3.3 Test Results and Analysis
The comprehensive testing yielded positive results, confirming the design’s validity:
| Test Category | Result | Observation / Metric |
|---|---|---|
| Basic Functionality | PASS | Bootloader initialized correctly, jumped to valid app, and entered programming mode on command. |
| UDS Service Compliance | PASS | All implemented services (0x10, 0x27, 0x31, 0x34, 0x36, 0x37, 0x3E) responded with correct positive/negative response codes as per ISO standards. |
| Firmware Update Integrity | PASS | Multiple update cycles were performed successfully. The CRC verification post-download passed every time. The new application executed flawlessly. |
| Data Transfer Performance | ACCEPTABLE | With a CAN bus speed of 500 kb/s and using ISO 15765 flow control, the effective data transfer rate for the motor control unit was measured. The time $T_{update}$ for a firmware of size $S$ can be estimated as: $$T_{update} \approx T_{overhead} + \frac{S}{R_{effective}}$$ where $R_{effective}$ accounts for protocol overhead. The achieved rate was sufficient for production and service needs. |
| Error Handling | PARTIAL PASS | The Bootloader correctly rejected invalid security keys and reported failed CRC checks. Recovery from a mid-transfer communication break required a full restart, highlighting a potential area for enhancement with a resume feature. |
Conclusion
This project involved the design and implementation of a robust, production-ready UDS-based Bootloader for automotive motor control units. Based on an in-depth analysis of industry standards (ISO 14229, ISO 15765) and practical engineering requirements, a system comprising embedded firmware for the target MCU and a PC-based tester application was successfully developed. The design employs a safe dual-application memory partition strategy, comprehensive UDS diagnostic services, and integrity checks to ensure reliable field updates.
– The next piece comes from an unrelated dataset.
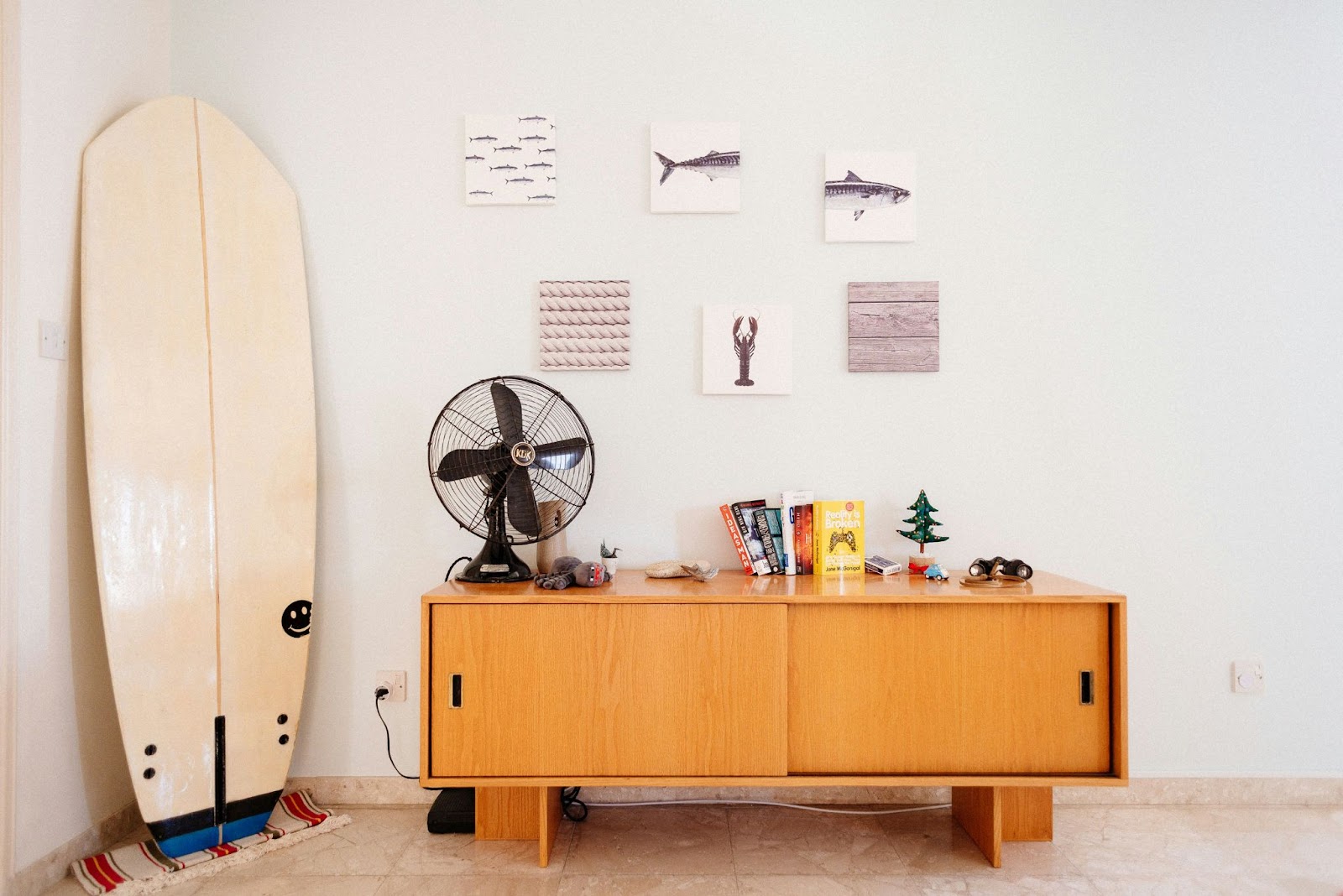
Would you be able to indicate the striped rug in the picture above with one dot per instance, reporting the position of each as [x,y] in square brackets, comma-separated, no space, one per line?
[143,868]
Laboratory testing validated the system’s functionality, protocol compliance, and data integrity. The implemented Bootloader provides a crucial foundation for efficient software lifecycle management in modern vehicles, significantly reducing update complexity and cost while enhancing the scalability and maintainability of automotive electronic systems. Future work may focus on adding differential update capabilities, support for additional communication backbones (Ethernet), and more advanced security features for the motor control unit software.